By 1910, nearly 10 percent of Thailand's population was Chinese. Moreover, the new arrivals frequently came in families and resisted assimilation. Chinese nationalism, encouraged by Sun Yat-sen, the leader of the Chinese revolution, had also begun to develop, parallel with Thai nationalism. The Chinese community even supported a separate school system for its children. From 1882 to 1917, approximately 13,000 to 34,000 Chinese per year entered the country. In total, nearly 1.5 million Chinese immigrants enter the country as a whole. made up ten percent of the population and mostly settled in Bangkok. Most of the Chinese came from Southern China where it was subject to floods and drought, and predominated in occupations requiring arduous labor, skills, or entrepreneurship. They worked as blacksmiths, railroad laborers, and rickshaw pullers. While most Thais were engaged in rice production, Chinese brought new ideas towards crops and new methods to supply labor on its rubber plantations, both domestically and internationally.

Over the years between World War I and World War II, Thailand's major exports, rice, tin, rubber, and timber were under Chinese control. Though Western predominance from the Australians, Europeans, and Americans, competed best with the Chinese in forestry, dredge mining, and steam-powered rice mills. By 1924, ethnic Chinese controlled 3 of the 9 sawmills in Bangkok. Marketing gardening, sugar production and fish exporting remained dominant by the Chinese also. Despite British dominance in the Thai economy in 1890's, Chinese also controlled 62 percent of the import export business, that operated as agents for the British as well as the Chinese.

Legislation by King Rama VI (1910-1925) that required the adoption of Thai surnames was largely directed at easing tensions with Chinese community by encouraging assimilation. Thai Chinese had to choose between forsaking their Chinese identity or being regarded as foreigners. Most opted to become Thai. A number of ethnic Chinese families left Burma between 1930 and 1950 and settled in the Ratchaburi and Kanchanaburi Provinces of Western Thailand. A few of the ethnic Chinese families in that area had already emigrated from Burma in the 19th century.
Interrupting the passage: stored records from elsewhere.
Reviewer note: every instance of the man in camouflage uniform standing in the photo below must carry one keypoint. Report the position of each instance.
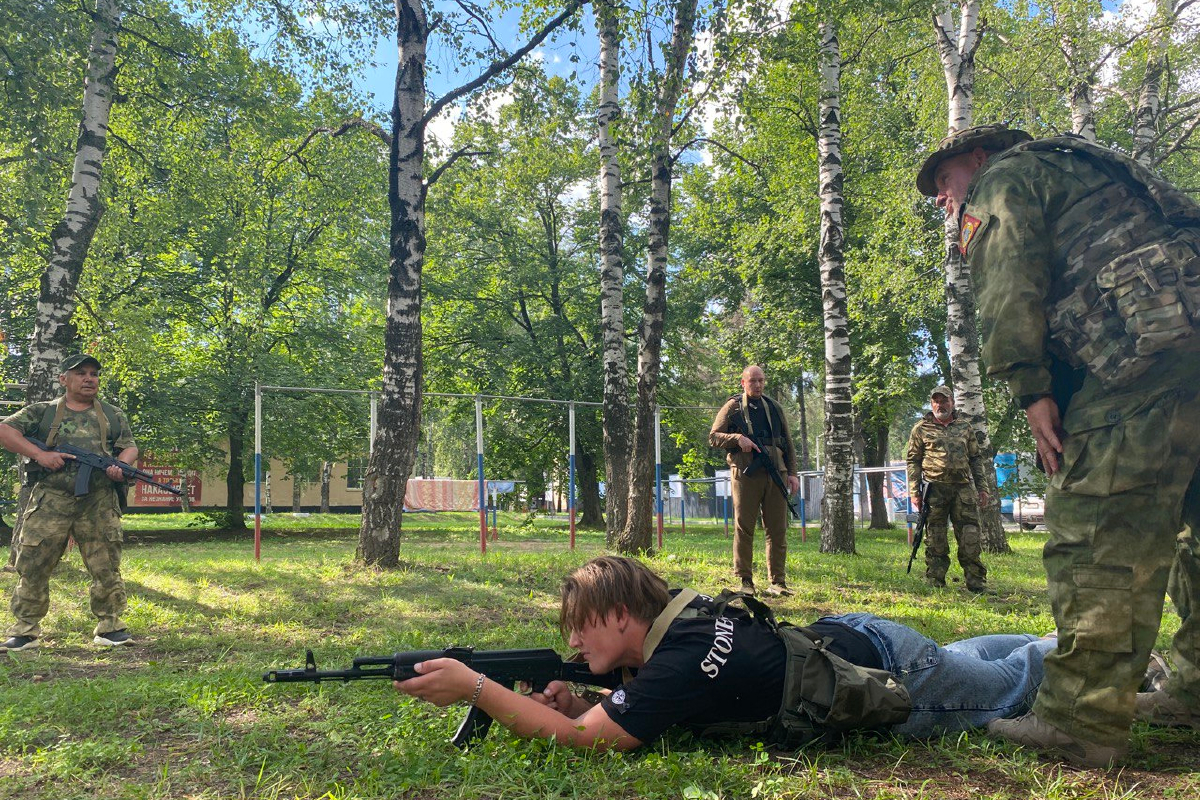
(943, 451)
(1087, 268)
(54, 513)
(753, 414)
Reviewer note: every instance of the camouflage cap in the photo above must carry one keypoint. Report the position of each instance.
(990, 137)
(943, 390)
(77, 360)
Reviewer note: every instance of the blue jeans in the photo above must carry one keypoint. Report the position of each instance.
(960, 686)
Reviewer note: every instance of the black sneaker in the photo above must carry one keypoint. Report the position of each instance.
(19, 643)
(113, 639)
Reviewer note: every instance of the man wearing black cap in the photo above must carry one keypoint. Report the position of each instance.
(1087, 269)
(54, 513)
(943, 452)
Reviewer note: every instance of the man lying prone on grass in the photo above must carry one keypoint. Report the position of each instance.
(701, 662)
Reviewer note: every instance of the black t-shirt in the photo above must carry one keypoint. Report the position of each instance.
(712, 669)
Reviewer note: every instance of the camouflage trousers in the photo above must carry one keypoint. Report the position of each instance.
(1128, 483)
(51, 518)
(1185, 579)
(959, 504)
(751, 493)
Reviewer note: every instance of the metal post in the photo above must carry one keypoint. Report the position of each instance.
(570, 469)
(658, 467)
(375, 422)
(479, 457)
(258, 471)
(683, 507)
(804, 513)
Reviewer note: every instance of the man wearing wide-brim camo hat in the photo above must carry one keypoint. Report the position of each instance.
(1087, 271)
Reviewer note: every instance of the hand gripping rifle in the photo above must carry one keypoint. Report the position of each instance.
(89, 461)
(921, 518)
(507, 667)
(761, 458)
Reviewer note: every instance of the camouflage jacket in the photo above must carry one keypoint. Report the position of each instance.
(1060, 236)
(731, 422)
(79, 428)
(943, 453)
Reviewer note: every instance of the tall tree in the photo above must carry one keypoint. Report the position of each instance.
(637, 533)
(957, 47)
(837, 505)
(399, 428)
(617, 445)
(53, 332)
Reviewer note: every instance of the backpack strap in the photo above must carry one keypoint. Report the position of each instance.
(52, 420)
(102, 421)
(663, 621)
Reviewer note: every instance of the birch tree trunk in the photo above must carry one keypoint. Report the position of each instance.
(71, 238)
(617, 446)
(1150, 95)
(837, 505)
(399, 422)
(639, 527)
(957, 49)
(804, 427)
(1083, 77)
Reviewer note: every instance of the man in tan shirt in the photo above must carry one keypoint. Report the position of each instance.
(745, 425)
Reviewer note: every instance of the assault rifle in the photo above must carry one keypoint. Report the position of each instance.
(761, 458)
(507, 667)
(921, 518)
(89, 461)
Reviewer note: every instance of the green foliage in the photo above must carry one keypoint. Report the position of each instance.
(185, 711)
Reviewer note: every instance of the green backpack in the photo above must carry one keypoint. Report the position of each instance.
(823, 695)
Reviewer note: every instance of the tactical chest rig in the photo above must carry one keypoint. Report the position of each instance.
(1132, 254)
(823, 693)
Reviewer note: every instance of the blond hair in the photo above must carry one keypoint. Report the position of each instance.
(611, 583)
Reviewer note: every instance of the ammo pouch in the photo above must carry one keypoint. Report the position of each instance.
(823, 693)
(1141, 302)
(1140, 299)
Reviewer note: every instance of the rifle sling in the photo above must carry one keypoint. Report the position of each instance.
(663, 621)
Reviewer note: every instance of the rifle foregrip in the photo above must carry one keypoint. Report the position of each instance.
(474, 728)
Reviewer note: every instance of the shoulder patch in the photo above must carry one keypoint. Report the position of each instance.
(970, 229)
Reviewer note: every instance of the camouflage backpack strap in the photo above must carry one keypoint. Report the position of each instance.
(51, 422)
(675, 609)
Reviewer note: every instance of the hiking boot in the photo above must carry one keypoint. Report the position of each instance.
(1157, 672)
(1036, 734)
(113, 639)
(19, 643)
(1161, 709)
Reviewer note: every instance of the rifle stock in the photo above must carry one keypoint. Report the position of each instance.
(762, 458)
(89, 462)
(922, 518)
(535, 667)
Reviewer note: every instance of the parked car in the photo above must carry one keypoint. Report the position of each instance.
(1029, 512)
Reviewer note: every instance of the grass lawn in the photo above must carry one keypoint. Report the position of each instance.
(185, 714)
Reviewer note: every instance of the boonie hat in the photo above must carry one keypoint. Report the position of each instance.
(77, 360)
(990, 137)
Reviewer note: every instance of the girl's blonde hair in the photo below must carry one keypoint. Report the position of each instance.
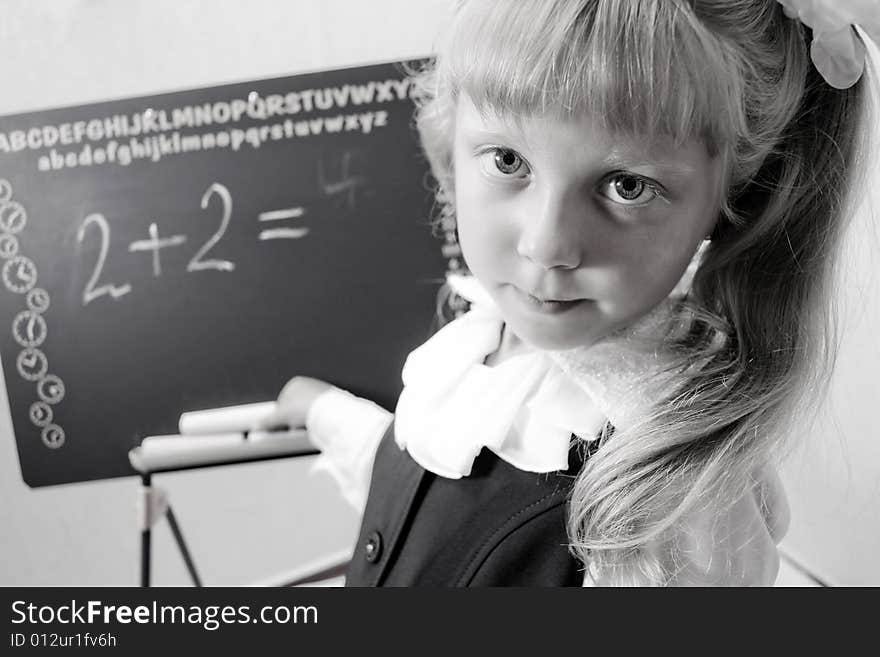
(736, 75)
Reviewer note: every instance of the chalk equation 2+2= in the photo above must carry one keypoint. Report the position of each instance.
(154, 244)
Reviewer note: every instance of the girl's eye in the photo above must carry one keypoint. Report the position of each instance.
(632, 190)
(504, 163)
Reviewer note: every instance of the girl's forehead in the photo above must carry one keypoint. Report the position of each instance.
(531, 130)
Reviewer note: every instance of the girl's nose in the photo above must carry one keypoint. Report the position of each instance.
(552, 232)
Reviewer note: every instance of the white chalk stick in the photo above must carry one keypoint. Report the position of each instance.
(224, 420)
(157, 453)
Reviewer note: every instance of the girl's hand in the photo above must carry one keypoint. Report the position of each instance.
(294, 402)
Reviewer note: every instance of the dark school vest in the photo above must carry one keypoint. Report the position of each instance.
(499, 526)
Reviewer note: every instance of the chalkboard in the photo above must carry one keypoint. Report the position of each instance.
(196, 249)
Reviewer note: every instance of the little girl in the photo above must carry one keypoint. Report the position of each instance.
(649, 197)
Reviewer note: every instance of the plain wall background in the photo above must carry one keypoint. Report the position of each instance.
(251, 523)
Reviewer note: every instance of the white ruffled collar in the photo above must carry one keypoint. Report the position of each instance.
(526, 408)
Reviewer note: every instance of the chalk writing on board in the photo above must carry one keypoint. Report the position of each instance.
(19, 274)
(282, 233)
(347, 183)
(155, 244)
(93, 291)
(197, 264)
(29, 328)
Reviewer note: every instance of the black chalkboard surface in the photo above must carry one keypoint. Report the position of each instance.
(196, 249)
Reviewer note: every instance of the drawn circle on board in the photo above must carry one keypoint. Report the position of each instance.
(8, 246)
(19, 274)
(40, 414)
(29, 329)
(32, 364)
(38, 300)
(53, 436)
(51, 389)
(13, 217)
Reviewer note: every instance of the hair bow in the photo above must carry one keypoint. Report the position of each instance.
(837, 51)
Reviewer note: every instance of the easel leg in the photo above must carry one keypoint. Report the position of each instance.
(175, 529)
(154, 505)
(146, 528)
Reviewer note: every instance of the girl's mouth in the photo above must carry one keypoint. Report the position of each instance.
(548, 306)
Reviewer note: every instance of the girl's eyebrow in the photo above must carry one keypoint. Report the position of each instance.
(667, 167)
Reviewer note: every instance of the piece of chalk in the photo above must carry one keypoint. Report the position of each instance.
(223, 420)
(158, 453)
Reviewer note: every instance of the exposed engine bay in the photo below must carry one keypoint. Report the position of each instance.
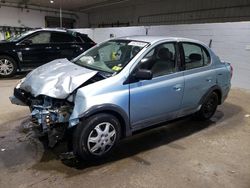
(51, 114)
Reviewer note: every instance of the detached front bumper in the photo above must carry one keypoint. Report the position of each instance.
(16, 101)
(48, 117)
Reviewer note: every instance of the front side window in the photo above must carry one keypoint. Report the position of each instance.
(195, 56)
(111, 56)
(161, 60)
(40, 38)
(57, 37)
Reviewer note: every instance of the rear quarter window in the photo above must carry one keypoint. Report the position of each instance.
(195, 56)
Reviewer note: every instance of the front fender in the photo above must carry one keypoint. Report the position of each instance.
(113, 109)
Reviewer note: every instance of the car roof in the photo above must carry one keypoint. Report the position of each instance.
(154, 39)
(51, 29)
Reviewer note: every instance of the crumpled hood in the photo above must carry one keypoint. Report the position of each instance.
(56, 79)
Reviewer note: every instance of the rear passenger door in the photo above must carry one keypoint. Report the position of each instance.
(199, 76)
(157, 100)
(65, 45)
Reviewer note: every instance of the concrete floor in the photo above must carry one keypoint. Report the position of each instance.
(186, 153)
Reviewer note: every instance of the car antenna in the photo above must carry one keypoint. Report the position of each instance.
(210, 43)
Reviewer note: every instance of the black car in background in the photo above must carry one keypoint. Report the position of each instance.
(37, 47)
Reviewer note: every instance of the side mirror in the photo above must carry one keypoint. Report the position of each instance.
(27, 42)
(143, 74)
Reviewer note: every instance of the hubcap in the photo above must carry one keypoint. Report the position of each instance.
(6, 67)
(101, 138)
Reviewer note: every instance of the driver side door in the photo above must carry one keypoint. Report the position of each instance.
(159, 99)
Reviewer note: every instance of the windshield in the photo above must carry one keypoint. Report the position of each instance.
(19, 36)
(111, 56)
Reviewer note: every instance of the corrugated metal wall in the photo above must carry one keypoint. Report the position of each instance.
(173, 12)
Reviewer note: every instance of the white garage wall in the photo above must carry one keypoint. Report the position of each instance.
(17, 17)
(231, 41)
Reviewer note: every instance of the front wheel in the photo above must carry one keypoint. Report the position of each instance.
(96, 137)
(209, 107)
(8, 66)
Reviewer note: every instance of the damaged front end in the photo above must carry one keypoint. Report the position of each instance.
(49, 114)
(49, 92)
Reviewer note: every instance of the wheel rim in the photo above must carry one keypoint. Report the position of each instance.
(6, 67)
(210, 106)
(101, 138)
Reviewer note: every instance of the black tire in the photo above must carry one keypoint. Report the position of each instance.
(8, 66)
(209, 107)
(87, 130)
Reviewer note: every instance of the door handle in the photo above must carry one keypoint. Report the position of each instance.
(177, 87)
(209, 79)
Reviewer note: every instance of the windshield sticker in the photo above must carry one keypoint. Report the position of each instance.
(140, 44)
(116, 68)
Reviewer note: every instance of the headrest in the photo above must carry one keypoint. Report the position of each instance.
(195, 57)
(165, 54)
(135, 50)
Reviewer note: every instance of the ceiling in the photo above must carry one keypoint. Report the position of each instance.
(69, 5)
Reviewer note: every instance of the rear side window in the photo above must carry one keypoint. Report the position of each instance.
(161, 60)
(61, 37)
(195, 56)
(41, 38)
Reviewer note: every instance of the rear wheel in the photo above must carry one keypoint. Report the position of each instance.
(8, 66)
(209, 107)
(96, 137)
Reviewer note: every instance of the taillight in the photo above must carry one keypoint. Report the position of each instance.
(231, 70)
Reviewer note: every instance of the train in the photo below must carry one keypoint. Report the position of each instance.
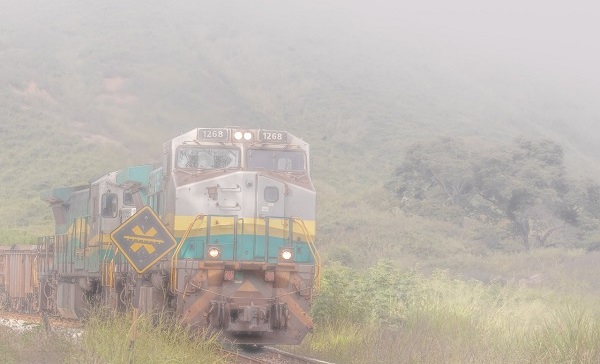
(219, 235)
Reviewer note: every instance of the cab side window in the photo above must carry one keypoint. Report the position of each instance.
(110, 205)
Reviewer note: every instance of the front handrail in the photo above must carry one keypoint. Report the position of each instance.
(178, 249)
(313, 250)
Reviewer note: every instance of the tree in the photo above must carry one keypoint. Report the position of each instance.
(441, 169)
(522, 184)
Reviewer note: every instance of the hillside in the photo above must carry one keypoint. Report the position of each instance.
(90, 88)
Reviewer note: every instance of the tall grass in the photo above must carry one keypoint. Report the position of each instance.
(106, 340)
(440, 319)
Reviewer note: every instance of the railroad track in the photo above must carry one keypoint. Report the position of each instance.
(264, 355)
(269, 355)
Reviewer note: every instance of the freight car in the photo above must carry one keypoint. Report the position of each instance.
(18, 281)
(240, 207)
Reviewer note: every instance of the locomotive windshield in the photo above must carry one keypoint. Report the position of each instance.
(276, 160)
(195, 157)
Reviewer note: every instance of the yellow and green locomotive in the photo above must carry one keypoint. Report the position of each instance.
(240, 205)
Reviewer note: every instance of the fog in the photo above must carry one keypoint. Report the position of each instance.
(504, 61)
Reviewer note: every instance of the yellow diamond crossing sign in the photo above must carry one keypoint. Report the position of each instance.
(143, 239)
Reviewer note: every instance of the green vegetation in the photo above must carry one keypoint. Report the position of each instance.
(107, 340)
(451, 163)
(34, 346)
(386, 316)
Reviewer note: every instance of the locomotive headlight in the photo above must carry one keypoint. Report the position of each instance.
(214, 252)
(286, 254)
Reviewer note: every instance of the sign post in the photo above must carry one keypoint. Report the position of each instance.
(144, 240)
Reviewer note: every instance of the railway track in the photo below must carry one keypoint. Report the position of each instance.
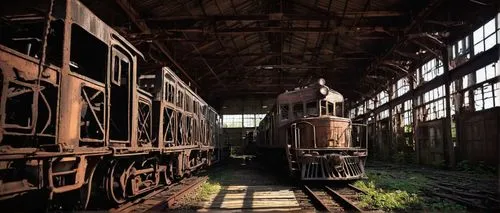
(335, 199)
(161, 198)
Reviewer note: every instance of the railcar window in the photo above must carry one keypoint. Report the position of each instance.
(298, 110)
(124, 70)
(180, 98)
(338, 109)
(284, 111)
(312, 108)
(323, 105)
(88, 54)
(331, 110)
(116, 71)
(27, 38)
Ethnic Chinese families can be recognized by the shrines in their homes and shops, which are mostly located straight on the ground and painted in red, decorated with gold tinsel and small red lamps.

The Chinese in Thailand also suffered discrimination between the 1930s to 1950s under the military dictatorship of Prime Minister Plaek Phibunsongkhram, (in spite of being part-Chinese himself). State corporations took over commodities such as rice, tobacco and petroleum, and Chinese businesses found themselves subject to a range of new taxes and controls. Nevertheless, the Chinese were still encouraged to become Thai citizens, and by 1970 it was estimated that more than 90 percent of the Chinese born in Thailand had done so. In 1975, diplomatic relations were established with China.